Nowek żądał od wydawcy tego związanego z lewicą tygodnika oraz jego naczelnego Jerzego Domańskiego przeprosin oraz wpłaty 100 tys. zł zadośćuczynienia na cel społeczny. Wyrok SA jest prawomocny; Nowek może jeszcze złożyć kasację do Sądu Najwyższego.
W listopadzie 2004 r. "Przegląd" napisał, że Nowek "wynosi z komisji orlenowskiej tajne materiały i - dokonując ich selekcji - podrzuca dziennikarzom". Dodano, że Nowek jest "głównym podejrzanym" w tajnym śledztwie w sprawie przecieków z komisji. Także tygodnik "Nie" napisał wówczas, że po tym, jak do komisji śledczej dotarły stenogramy z podsłuchów podejrzanego o korupcję lobbysty Marka Dochnala, Nowek "obdzwonił 'swoich' dziennikarzy" (proces Nowka z "Nie" wciąż trwa).
SO oddalił pozew, uznając że wprawdzie powód mógł czuć się urażony, ale działanie "Przeglądu" nie było bezprawne. Sąd podkreślił, że o tym, iż Nowek mógł mieć związek z przeciekami, mówili świadkowie, m.in. b. szef Agencji Wywiadu Zbigniew Siemiątkowski, b. członek komisji śledczej Andrzej Celiński z SdPl oraz kilku dziennikarzy. Według SO, notatka ukazała się w rubryce satyrycznej, a jej autor nie naruszył dziennikarskiej rzetelności, bo działał w obronie interesu społecznego, jakim było poinformowanie opinii publicznej o sprawie przecieków, za które "powód powinien się czuć odpowiedzialny".

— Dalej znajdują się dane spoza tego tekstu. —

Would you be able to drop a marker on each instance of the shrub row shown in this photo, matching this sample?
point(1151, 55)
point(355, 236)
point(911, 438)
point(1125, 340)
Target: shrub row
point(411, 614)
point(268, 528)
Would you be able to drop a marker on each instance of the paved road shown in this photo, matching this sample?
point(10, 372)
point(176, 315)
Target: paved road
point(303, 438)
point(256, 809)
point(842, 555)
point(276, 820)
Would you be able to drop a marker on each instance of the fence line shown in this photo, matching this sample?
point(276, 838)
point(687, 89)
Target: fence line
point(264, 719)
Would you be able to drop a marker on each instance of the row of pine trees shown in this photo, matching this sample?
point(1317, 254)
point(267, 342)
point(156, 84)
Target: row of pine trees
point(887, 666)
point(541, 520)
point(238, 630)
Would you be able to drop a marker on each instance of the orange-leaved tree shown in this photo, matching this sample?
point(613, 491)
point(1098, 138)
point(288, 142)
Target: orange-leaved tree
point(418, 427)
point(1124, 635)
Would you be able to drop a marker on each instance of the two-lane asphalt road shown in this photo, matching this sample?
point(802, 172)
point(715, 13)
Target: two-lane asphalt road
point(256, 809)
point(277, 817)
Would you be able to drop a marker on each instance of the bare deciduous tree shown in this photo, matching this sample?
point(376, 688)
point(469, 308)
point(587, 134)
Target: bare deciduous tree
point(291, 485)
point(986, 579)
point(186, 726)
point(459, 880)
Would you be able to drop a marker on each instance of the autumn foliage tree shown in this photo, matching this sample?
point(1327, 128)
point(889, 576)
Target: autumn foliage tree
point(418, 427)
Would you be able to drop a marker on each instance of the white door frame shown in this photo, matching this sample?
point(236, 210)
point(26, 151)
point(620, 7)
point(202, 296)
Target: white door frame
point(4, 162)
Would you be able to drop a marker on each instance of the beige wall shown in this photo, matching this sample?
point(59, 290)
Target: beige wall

Adwokat Nowka odwołał się do SA, domagając się zmiany wyroku i uwzględnienia pozwu. Mec. Ernest Roskowiński podkreślał w czwartek, że tekst był nieprawdziwy, bo Nowek nigdy nie był podejrzany, a autor tekstu nie dochował zasady rzetelności. Utrzymania wyroku chciała pełnomocnik pozwanych mec. Hanna Gajewska-Kraczkowska.
SA utrzymał wyrok I instancji i oddalił apelację, a Nowka obciążył kosztami postępowania apelacyjnego. Według SA, ustalenia SO były prawidłowe. W ustnym uzasadnieniu wyroku sędzia Anna Orłowska mówiła, że powód wyszedł z błędnego założenia, doszukując się tu nagonki politycznej, co nie jest niczym uzasadnione. Dodała, że świadkowie mówili, iż powód udziela jakichś informacji mediom.
Według sędzi, autor tekstu zrobił wszystko, by dochować staranności; chciał zwrócić uwagę na problem przecieków, który istnieje do dziś, a sformułowanie podejrzany pod adresem Nowka należy rozumieć w sensie potocznym, a nie prawniczym.
Powód jest osobą publiczną, wobec której zakres dopuszczalnej krytyki jest większy a jej ochrona prawna słabsza - tak brzmiała konkluzja uzasadnienia sędzi SA.
Ani Nowek, ani Domański nie stawili się w SA. Po wyroku SO Nowek mówił, że tekst był nierzetelny i kłamliwy, bo nie jest on podejrzany i nigdy nie wynosił tajemnic. Powołał się na zaświadczenie b. szefa komisji Józefa Gruszki, że w chwili publikacji "Przeglądu" Nowek nie miał jeszcze dostępu do żadnych tajemnic komisji. Domański nazywał zaś zachowanie Nowka przykładem ogromnej buty i arogancji.
48-letni Nowek był szefem Urzędu Ochrony Państwa w rządzie Jerzego Buzka - od lutego 1998 r. do października 2001 r. Szefem AW jest od listopada 2005 r. Był wielokrotnie oskarżany przez SLD o nielegalne działania przeciw SLD - czemu zaprzeczał.